1 Franc Paysan = 1 Franc suisse
Plus-value (idéalement 20%) pour le consommateur
Circulation dynamique en circuit court
Seuls les producteurs membres de l'association peuvent récupérer des Francs suisses en échange de Francs Paysans
Les producteurs commercialisent en priorité leurs propres produits
Placement éthique de la totalité du montant des Francs Paysans en circulation
Mais l'effort ne sera pas fourni par les producteurs: pour eux, pas de rabais à offrir aux clients réglant la note en Francs paysans. L'idée est d'approcher des entreprises ou collectivités, qui pourraient verser à leurs salariés des primes exemptes de prestations sociales (jusqu'à hauteur de 500 frs par employé) en «Francs Paysans».
Plusieurs communes de la Riviera et du Pays-d'Enhaut ont également été approchées: «Si les communes ont un budget 'durabilité' ou 'promotion du commerce local', elles peuvent décider d'acheter des «Francs Paysans» et de les revendre à leurs citoyens avec une plus-value», explique Aurélien Roger. Pour l'heure, la commune de Blonay-Saint-Légier a accepté de jouer le jeu, celle de Montreux soutiendra la promotion du projet.
«On accepte la part de risque»
Entre 2020 et 2022, beaucoup de monnaies locales ont été créées un peu partout, mais peu sont encore en circulation aujourd'hui. Les producteurs intéressés par le «Franc Paysan» ne craignent-ils pas un échec similaire?
Chez Potag'Oex dans le Pays d'Enhaut, Bastien Rossier se dit intéressé à rejoindre l'association. Il estime que les monnaies locales ont loupé leur cible: «Ce projet vise à valoriser la vente directe à plus grande échelle qu'une monnaie locale qui veut garder l'argent dans un petit territoire. Il s'agit de ramener les gens à la ferme et j'adhère à ce principe», déclare le co-fondateur de la microferme bio de montagne située aux Moulins.
Au Domaine du Brantard à Denens, Antoine Sauty se dit confiant: «Toutes proportions gardées, on accepte la part de risque.

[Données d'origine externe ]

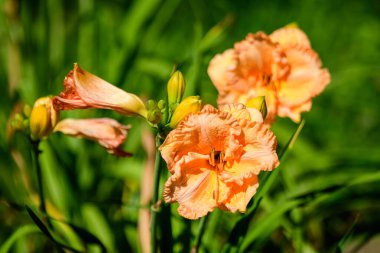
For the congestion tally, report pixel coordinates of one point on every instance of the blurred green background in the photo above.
(333, 168)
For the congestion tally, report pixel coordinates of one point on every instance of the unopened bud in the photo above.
(259, 104)
(17, 122)
(43, 118)
(161, 104)
(189, 105)
(176, 87)
(151, 104)
(27, 110)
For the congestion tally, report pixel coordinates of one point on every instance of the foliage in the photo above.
(325, 197)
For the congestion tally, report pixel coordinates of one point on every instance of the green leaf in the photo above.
(240, 229)
(46, 231)
(25, 230)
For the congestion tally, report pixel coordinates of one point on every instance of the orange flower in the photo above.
(85, 90)
(107, 132)
(215, 157)
(282, 67)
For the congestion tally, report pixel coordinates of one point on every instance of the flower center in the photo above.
(216, 159)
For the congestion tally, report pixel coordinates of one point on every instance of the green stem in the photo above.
(37, 166)
(198, 238)
(156, 188)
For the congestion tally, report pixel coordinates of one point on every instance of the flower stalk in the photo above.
(198, 238)
(37, 166)
(155, 207)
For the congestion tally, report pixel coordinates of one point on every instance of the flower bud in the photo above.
(176, 87)
(43, 118)
(189, 105)
(259, 104)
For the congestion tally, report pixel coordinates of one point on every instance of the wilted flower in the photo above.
(43, 118)
(107, 132)
(282, 67)
(215, 157)
(85, 90)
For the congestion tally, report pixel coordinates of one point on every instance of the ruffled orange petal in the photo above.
(107, 132)
(195, 186)
(240, 195)
(306, 79)
(289, 37)
(259, 154)
(85, 90)
(192, 186)
(200, 133)
(241, 112)
(294, 112)
(220, 67)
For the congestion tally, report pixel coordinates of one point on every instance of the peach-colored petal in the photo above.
(219, 68)
(239, 112)
(240, 195)
(214, 157)
(259, 154)
(294, 112)
(306, 79)
(282, 67)
(85, 90)
(289, 37)
(195, 186)
(200, 133)
(107, 132)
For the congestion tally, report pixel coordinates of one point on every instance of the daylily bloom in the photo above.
(85, 90)
(215, 157)
(282, 67)
(107, 132)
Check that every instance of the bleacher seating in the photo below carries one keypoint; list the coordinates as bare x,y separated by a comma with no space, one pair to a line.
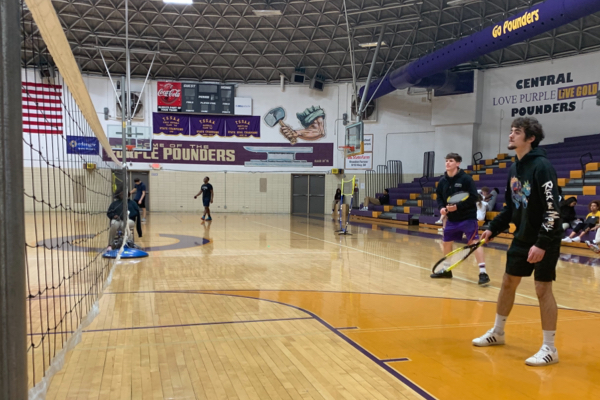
406,202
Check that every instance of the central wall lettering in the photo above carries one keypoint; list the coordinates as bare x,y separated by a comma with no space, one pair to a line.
536,90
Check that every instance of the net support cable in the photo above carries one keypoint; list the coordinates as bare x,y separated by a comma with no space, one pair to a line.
13,325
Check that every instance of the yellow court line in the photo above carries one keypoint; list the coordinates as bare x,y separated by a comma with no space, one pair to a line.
392,259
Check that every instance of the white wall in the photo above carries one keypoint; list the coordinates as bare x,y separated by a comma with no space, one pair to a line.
406,126
492,137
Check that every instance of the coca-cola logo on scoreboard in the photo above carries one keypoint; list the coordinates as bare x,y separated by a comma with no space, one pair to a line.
169,96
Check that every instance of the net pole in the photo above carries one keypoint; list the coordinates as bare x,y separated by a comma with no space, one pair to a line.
125,190
13,320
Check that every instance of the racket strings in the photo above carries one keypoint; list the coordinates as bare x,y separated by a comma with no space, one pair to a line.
456,257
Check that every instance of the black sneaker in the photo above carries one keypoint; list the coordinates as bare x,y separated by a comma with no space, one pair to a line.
484,279
443,274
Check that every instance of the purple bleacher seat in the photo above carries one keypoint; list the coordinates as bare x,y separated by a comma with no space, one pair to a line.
428,219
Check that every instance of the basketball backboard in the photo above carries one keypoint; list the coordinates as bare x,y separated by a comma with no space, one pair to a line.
140,137
355,139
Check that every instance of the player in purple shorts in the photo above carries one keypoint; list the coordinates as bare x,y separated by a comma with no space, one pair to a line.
462,217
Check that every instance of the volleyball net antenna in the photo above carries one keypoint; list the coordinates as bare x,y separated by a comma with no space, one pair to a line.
68,187
346,208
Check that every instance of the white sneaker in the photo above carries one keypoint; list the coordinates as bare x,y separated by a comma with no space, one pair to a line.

Si cela ne marche pas, ce ne devrait pas être une grosse perte économique, mais il y aura une certaine tristesse, car on a envie d'y croire et de tenter l'aventure!»
Ce producteur de vins et spiritueux salue «une initiative portée par des gens impliqués dans le monde agricole». Il voit aussi le potentiel du projet: «La frange d'avantages proposés incitera le consommateur à venir, cela va permettre de toucher les gens et de leur montrer qui on est et ce qu'on fait. C'est aussi de la visibilité et de la communication».
Outre l'arrivée d'une potentielle nouvelle clientèle, Bastien Rossier se réjouit de rencontrer d'autres producteurs: «Le réseautage entre les membres de l'association est aussi un aspect sympa: nous partageons les mêmes valeurs, nous pourrons mettre nos idées en commun et peut-être créer des collaborations».
Une phase pilote pour tâter le terrain
L'association va elle-même tenter de récolter des fonds pour offrir une plus-value au «Franc Paysan»: «Nous voulons obtenir 300'000 francs en 2025, ce qui nous permettra d'imprimer davantage de billets, de lancer une version numérique de la monnaie et d'engager une personne à temps partiel, car nous sommes pour l'instant tous bénévoles», souligne Aurélien Roger.
Fraîchement imprimés, les premiers billets seront mis en circulation le 10 septembre. Le comité se donne six mois pour recruter davantage de producteurs acceptant le «Franc Paysan».
Ce laps de temps permettra aussi de dégager les premières statistiques sur les habitudes des utilisateurs de cette monnaie et sur les besoins en termes de producteurs locaux. À terme, l'objectif est ambitieux: faire circuler le «Franc Paysan» dans toute la Suisse romande.